30. As there lies the wide difference, between a rock and a heap of hay; and between a silk-pod and a stone; the same applies in the comparison of the pure soul and the gross body.
31. As light and darkness bear no relation nor comparison between themselves, such is the case also, O Ráma! between the body and soul, which are quite different from one another.
32. As we never hear of the union of cold and hot even in story, nor of the junction of light and darkness in any place; such is the want of union between the soul and body, which are never joined together.
33. All bodies are moved by the air, and the human body moves to and fro by its breath; it is sonant by means of its breath, and the machinery of its wind pipes.
34. The human body utters its articulate sounds, combined with the letters of the alphabet; and by means of its internal breathings. Its mechanism is the same as that of sounding bambu pipe.
35. So it is the internal air, which moves the pupils, the eyelids; it is the same air that gives motion to the limbs of the body; but it is the intellect which moves the soul, and gives movement to its consciousness.

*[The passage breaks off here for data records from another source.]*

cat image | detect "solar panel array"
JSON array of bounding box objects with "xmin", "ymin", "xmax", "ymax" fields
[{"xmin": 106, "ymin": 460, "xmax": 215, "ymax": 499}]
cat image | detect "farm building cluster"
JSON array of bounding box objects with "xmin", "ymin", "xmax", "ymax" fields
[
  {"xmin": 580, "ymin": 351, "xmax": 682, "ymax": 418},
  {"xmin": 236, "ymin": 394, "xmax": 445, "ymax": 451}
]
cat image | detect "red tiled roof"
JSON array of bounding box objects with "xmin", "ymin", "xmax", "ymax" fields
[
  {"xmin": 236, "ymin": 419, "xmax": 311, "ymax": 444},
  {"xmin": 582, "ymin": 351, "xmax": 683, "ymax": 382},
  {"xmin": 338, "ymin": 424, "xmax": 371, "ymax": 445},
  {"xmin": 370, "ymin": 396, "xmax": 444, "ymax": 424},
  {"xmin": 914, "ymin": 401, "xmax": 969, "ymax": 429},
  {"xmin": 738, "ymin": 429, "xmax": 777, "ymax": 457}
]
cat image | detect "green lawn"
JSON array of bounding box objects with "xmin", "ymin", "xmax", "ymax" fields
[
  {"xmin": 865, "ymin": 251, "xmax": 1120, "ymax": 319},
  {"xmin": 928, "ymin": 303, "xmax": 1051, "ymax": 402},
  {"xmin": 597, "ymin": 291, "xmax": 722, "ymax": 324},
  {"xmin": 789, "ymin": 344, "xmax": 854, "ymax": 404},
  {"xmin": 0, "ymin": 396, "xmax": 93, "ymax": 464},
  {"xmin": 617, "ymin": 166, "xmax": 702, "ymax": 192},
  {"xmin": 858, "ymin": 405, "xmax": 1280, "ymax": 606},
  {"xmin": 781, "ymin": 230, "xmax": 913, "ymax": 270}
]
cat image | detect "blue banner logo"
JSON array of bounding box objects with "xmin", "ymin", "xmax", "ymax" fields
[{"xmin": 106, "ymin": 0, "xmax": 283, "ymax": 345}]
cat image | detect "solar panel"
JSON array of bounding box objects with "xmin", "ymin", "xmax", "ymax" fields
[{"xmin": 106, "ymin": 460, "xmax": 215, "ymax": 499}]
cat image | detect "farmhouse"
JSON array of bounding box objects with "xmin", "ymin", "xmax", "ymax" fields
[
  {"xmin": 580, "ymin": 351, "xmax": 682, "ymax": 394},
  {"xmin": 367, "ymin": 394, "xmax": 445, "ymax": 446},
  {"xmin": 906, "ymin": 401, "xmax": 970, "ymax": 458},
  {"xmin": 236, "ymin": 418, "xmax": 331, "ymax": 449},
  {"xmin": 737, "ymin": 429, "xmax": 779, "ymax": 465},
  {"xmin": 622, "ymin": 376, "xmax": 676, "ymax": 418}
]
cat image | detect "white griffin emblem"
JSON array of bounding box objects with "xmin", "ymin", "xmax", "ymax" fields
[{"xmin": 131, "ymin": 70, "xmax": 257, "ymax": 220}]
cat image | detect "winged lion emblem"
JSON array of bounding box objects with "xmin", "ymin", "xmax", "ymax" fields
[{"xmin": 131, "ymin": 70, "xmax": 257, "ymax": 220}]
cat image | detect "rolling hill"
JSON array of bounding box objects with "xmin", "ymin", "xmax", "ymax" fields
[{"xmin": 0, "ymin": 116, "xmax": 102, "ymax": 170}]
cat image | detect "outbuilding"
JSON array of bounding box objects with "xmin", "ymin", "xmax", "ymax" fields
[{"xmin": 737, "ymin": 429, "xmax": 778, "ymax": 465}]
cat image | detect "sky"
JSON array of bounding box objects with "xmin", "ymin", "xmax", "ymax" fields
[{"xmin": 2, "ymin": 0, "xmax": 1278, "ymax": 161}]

36. The soul is present in all places, whether in heaven above or in the worlds beneath; and its image is seen in the mind as its mirror.
37. You will have some notion of the soul in your mind by thinking that it flies like a bird from the cage of its body, and wanders about at random, being led by its desires and fancies.
38. As the knowledge of the flower, is accompanied with that of its odour; so the knowledge of the soul is inseparable from that of the mind (which is as it were, the odour of the soul).